Selon le rapport, les nouveaux emprunteurs hypothécaires paient désormais 12 % de leur revenu net en intérêts. Est-ce beaucoup ?

Oui, c’est beaucoup. FI lui-même note qu’il a triplé depuis 2021 et c’est aussi le niveau le plus élevé que l’inspection a noté depuis qu’elle a commencé l’enquête.

Douze pour cent seulement, cela peut sembler peu, mais il y a d’autres dépenses. De nombreux nouveaux emprunteurs hypothécaires doivent amortir conformément aux exigences et même s’il ne s’agit pas d’un coût, c’est tout de même une dépense.

En outre, pour les locataires-propriétaires, il y a la cotisation à l’association qui, dans de nombreux cas, doit être augmentée parce que l’association a eu des coûts d’emprunt plus élevés.

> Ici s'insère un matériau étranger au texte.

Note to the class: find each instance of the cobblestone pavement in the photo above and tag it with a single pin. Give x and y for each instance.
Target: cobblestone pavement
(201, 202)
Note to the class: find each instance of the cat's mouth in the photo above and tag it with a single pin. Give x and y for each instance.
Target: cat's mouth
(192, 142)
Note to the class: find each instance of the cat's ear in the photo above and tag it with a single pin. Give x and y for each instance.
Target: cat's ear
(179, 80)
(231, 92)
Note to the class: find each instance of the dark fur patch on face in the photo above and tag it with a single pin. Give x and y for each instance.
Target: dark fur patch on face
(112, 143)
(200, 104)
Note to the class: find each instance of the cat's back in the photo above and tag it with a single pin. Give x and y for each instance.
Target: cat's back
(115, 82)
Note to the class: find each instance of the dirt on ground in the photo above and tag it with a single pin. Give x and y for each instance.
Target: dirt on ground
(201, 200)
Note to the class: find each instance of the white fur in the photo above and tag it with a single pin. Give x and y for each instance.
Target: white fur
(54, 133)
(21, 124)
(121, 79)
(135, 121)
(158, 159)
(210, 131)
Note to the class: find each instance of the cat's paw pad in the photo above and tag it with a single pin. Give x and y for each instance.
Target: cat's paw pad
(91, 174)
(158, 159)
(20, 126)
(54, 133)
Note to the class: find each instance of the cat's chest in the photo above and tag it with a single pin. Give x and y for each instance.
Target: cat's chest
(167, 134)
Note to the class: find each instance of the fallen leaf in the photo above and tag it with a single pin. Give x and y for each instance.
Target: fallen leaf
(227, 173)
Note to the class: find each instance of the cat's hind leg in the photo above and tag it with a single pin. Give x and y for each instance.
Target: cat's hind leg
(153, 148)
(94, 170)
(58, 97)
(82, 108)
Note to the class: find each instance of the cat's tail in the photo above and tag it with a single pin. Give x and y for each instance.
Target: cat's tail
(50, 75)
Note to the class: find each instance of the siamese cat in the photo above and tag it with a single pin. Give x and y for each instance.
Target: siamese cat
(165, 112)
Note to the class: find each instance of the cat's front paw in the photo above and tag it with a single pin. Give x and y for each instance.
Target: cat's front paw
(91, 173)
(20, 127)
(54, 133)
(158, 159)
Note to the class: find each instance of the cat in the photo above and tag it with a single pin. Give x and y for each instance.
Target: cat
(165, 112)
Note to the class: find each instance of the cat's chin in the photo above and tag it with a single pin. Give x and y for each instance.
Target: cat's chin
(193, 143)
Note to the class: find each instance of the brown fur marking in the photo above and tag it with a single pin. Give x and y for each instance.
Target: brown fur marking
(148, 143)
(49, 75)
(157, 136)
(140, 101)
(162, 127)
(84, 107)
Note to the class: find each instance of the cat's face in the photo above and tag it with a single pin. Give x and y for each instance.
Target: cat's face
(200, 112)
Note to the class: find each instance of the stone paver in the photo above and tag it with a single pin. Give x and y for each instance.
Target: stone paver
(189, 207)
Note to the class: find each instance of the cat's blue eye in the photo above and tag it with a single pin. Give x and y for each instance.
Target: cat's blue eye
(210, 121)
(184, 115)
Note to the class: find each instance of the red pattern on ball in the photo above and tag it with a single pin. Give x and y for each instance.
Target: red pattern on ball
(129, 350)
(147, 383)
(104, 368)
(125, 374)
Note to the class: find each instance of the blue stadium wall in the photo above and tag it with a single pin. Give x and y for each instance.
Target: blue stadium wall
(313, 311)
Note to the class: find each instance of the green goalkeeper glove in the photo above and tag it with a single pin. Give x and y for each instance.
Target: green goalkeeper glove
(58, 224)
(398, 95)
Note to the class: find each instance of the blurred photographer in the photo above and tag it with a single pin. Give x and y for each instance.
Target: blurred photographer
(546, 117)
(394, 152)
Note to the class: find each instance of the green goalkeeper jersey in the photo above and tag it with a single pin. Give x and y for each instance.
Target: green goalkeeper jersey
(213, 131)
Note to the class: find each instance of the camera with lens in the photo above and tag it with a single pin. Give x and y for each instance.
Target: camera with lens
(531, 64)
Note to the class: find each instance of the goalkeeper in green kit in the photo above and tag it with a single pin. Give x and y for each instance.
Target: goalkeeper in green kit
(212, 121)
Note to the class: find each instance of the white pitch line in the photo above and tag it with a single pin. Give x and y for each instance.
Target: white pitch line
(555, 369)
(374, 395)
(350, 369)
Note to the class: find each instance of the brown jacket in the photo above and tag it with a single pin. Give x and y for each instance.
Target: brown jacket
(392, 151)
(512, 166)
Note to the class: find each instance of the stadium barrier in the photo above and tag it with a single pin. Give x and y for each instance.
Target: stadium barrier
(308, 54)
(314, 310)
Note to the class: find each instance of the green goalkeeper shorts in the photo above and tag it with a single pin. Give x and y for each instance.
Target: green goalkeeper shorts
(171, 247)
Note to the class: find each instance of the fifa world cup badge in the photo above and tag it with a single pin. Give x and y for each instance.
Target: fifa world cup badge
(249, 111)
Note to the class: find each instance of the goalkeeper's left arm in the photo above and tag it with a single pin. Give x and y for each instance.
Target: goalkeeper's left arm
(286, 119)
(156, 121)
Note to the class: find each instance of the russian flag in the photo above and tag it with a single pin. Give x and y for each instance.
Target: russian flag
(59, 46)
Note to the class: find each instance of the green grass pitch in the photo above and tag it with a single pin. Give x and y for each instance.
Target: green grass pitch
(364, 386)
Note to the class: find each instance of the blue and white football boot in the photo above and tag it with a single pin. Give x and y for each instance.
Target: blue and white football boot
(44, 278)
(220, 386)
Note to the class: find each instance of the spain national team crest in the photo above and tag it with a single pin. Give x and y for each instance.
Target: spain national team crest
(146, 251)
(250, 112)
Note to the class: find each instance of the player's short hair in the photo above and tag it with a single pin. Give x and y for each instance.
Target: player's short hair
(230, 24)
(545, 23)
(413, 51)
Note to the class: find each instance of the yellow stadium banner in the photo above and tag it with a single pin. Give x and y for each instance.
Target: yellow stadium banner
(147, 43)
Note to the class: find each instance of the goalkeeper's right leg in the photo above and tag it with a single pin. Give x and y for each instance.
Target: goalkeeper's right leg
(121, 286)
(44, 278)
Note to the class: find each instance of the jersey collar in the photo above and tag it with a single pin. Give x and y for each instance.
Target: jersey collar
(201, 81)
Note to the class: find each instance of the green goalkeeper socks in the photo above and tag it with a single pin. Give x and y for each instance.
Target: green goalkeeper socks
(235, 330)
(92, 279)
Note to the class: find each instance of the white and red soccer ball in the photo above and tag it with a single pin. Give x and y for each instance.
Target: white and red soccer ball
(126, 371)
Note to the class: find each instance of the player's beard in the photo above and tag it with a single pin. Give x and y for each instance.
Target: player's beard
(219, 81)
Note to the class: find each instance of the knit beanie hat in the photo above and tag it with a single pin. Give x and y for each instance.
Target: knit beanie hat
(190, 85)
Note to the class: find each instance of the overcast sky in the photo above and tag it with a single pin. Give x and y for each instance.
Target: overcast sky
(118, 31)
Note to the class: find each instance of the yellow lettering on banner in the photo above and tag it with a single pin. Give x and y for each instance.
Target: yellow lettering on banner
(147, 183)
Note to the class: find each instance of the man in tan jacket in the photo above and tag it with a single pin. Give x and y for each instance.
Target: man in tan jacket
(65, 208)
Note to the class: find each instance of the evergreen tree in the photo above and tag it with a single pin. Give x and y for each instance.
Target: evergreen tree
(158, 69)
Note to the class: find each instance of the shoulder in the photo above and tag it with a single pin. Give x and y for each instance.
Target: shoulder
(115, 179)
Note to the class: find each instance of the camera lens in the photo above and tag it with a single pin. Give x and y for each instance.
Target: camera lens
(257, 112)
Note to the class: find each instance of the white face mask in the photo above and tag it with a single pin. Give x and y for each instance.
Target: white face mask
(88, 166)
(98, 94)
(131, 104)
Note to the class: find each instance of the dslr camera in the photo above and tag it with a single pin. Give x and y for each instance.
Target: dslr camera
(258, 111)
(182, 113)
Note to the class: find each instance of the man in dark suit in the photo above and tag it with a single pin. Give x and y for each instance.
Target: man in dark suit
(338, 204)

Pour les propriétaires, les coûts de l’électricité, de l’entretien et des réparations, ainsi que les taxes municipales, augmentent également.

Donc oui, le logement devient plus coûteux et la situation risque d’empirer.

Vraiment, pourquoi ?

D’une part, parce que les taux d’intérêt devraient encore augmenter et, d’autre part, parce que le rapport de FI est basé sur l’état du marché durant l’été et le début de l’automne de l’année dernière. Depuis, les taux d’intérêt ont encore augmenté.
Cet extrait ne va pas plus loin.